Morgan Stanley, Deutsche Bank, UBS and Royal Bank of Scotland have already reduced or halted their commodities business. The above five dealers once controlled about 70 percent of global commodities trading volume.
Now, emerging economies such as China and Russia are occupying the space in commodities trading, and striving for a greater say in the action.
The London Metal Exchange approved BOCI Global Commodities (UK) Ltd, the international arm of Bank of China Ltd as its first Chinese member on April 2012. BOCI was approved for associate broker clearing membership, whereby members do not have access to ring trading, but can access the market by phone or electronically.
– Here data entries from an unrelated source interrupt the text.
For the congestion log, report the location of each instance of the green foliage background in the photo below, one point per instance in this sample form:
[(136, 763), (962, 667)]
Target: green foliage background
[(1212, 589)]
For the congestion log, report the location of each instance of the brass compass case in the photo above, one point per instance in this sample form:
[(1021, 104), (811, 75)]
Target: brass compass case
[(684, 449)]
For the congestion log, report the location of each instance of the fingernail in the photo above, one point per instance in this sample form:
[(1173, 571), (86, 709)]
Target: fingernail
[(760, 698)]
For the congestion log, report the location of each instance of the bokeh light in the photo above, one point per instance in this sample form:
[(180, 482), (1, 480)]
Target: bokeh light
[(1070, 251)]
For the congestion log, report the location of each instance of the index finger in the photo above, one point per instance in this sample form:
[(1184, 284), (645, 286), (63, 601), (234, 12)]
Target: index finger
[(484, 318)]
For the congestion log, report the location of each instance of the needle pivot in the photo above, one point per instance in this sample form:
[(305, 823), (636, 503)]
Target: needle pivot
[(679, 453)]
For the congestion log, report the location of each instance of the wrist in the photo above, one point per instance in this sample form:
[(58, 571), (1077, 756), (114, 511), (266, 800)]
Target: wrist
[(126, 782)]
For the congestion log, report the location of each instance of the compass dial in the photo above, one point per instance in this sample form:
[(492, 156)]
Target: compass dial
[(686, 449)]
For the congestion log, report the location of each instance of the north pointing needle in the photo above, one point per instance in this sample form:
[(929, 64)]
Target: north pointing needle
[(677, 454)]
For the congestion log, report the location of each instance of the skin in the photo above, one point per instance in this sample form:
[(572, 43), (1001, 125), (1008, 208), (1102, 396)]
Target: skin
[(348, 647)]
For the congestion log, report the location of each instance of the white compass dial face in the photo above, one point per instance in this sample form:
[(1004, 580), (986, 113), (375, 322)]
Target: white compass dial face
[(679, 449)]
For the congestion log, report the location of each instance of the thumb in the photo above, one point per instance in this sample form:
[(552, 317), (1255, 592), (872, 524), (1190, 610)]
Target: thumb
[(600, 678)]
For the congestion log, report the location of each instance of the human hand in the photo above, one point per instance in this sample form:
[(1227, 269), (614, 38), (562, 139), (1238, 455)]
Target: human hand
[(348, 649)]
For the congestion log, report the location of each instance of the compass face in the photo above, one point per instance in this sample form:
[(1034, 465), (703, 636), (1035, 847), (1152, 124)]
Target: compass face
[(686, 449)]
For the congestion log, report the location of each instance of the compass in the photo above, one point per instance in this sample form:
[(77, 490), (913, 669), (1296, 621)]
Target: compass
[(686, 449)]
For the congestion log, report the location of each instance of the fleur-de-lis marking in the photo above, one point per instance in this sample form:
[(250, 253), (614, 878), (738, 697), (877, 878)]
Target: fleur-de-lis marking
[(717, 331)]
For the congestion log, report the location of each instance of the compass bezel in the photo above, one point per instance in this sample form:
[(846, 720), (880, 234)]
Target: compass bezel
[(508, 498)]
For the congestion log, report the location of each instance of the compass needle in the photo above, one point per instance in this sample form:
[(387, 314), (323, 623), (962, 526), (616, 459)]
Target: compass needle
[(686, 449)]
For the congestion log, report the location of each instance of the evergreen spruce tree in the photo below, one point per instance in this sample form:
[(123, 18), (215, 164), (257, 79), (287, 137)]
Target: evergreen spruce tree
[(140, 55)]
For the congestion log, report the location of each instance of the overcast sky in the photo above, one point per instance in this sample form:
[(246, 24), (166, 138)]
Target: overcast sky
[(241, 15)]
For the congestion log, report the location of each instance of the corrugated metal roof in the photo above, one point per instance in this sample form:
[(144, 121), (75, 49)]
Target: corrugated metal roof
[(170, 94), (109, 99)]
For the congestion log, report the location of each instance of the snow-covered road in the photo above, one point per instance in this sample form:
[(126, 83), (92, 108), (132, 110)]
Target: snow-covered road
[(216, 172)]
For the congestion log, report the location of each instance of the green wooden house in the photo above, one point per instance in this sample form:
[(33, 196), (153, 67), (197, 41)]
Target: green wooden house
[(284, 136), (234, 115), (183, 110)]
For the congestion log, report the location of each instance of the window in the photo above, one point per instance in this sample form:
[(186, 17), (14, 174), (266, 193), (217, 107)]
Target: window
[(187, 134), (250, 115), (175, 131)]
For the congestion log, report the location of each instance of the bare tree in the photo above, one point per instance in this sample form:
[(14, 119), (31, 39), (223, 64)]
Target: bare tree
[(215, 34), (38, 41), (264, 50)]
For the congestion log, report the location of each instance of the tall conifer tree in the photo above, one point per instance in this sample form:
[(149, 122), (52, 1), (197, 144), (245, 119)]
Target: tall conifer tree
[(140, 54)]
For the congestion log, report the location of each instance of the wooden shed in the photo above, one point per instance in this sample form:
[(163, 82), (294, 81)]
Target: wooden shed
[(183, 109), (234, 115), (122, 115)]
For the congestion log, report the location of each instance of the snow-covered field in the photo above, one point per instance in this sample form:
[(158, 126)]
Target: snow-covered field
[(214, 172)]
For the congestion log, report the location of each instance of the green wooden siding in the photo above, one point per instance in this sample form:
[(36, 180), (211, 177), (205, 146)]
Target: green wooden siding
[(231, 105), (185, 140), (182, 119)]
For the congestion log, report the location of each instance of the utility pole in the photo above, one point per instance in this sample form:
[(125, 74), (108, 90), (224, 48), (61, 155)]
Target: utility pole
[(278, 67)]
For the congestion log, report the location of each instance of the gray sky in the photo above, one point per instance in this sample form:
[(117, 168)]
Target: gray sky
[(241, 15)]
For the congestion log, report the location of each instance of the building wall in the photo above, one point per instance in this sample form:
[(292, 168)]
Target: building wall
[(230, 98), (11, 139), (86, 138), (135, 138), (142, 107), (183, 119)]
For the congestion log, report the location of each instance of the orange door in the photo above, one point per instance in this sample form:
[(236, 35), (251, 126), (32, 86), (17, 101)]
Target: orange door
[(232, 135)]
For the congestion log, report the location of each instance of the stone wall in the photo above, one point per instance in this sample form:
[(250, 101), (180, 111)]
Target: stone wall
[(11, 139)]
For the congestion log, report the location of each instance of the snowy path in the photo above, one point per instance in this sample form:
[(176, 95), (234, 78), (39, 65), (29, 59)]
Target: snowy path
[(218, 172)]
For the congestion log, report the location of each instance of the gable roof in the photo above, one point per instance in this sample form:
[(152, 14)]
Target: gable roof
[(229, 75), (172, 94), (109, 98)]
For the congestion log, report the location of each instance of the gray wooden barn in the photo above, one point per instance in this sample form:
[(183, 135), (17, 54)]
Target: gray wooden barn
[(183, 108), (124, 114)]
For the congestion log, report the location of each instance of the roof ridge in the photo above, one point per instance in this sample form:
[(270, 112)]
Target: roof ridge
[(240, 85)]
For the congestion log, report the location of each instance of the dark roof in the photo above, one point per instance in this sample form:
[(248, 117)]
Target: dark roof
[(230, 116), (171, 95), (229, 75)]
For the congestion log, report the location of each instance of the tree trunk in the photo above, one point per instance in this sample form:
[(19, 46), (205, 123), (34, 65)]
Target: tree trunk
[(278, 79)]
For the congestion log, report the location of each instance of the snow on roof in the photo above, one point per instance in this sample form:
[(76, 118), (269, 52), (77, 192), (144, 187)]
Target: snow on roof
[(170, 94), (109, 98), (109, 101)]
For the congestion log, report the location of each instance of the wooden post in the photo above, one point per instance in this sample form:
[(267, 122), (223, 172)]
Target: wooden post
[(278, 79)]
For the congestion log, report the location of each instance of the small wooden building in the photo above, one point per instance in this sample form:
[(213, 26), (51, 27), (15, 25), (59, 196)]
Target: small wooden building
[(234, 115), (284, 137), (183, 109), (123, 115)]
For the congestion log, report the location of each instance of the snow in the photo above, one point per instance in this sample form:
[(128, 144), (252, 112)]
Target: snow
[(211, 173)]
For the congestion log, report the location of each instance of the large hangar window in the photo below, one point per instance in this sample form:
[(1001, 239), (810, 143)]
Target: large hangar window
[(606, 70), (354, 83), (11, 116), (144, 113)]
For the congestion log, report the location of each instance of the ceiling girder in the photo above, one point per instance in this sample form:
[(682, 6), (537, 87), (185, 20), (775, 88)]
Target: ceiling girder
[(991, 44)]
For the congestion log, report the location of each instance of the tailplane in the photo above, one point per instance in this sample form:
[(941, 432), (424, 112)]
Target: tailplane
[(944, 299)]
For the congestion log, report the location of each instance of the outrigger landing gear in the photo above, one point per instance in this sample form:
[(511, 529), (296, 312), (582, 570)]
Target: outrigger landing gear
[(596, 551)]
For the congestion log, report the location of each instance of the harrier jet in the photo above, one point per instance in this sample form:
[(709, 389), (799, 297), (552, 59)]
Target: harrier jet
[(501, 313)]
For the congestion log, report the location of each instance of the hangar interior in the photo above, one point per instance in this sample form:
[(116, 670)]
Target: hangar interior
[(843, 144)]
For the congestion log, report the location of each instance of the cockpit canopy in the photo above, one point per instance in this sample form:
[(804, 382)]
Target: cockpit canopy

In addition Guangzhou-based GF Securities, one of the mainland's ten largest securities firms, acquired the London-based commodities trading unit of French bank Nataxis for 36 million US dollars on August, 2013.Gu said that the participation of the emerging economies is not only conducive to keeping commodity prices within a reasonable range, which is determined by supply and demand,but also to regulating the market and keeping it in good order.
As China and other emerging markets take part in rule-making and gain more say in commodities trading, at the same time they meet a growing demand for commodities.
Edit to Add: A mineweb article is out about the London Fixing of Gold and Silver Prices.
So, the ball is now in China's court with Gold and Silver with Russia having a say in it too. What will they do with the control? Will we see the explosion of prices or will we have the same manipulation of prices? Only time will tell.
**note** The copying of the articles from the Chinese site will never format properly. I have tried to get them correct but it does not work. So sorry about the formatting problem for the quotes from People's Daily.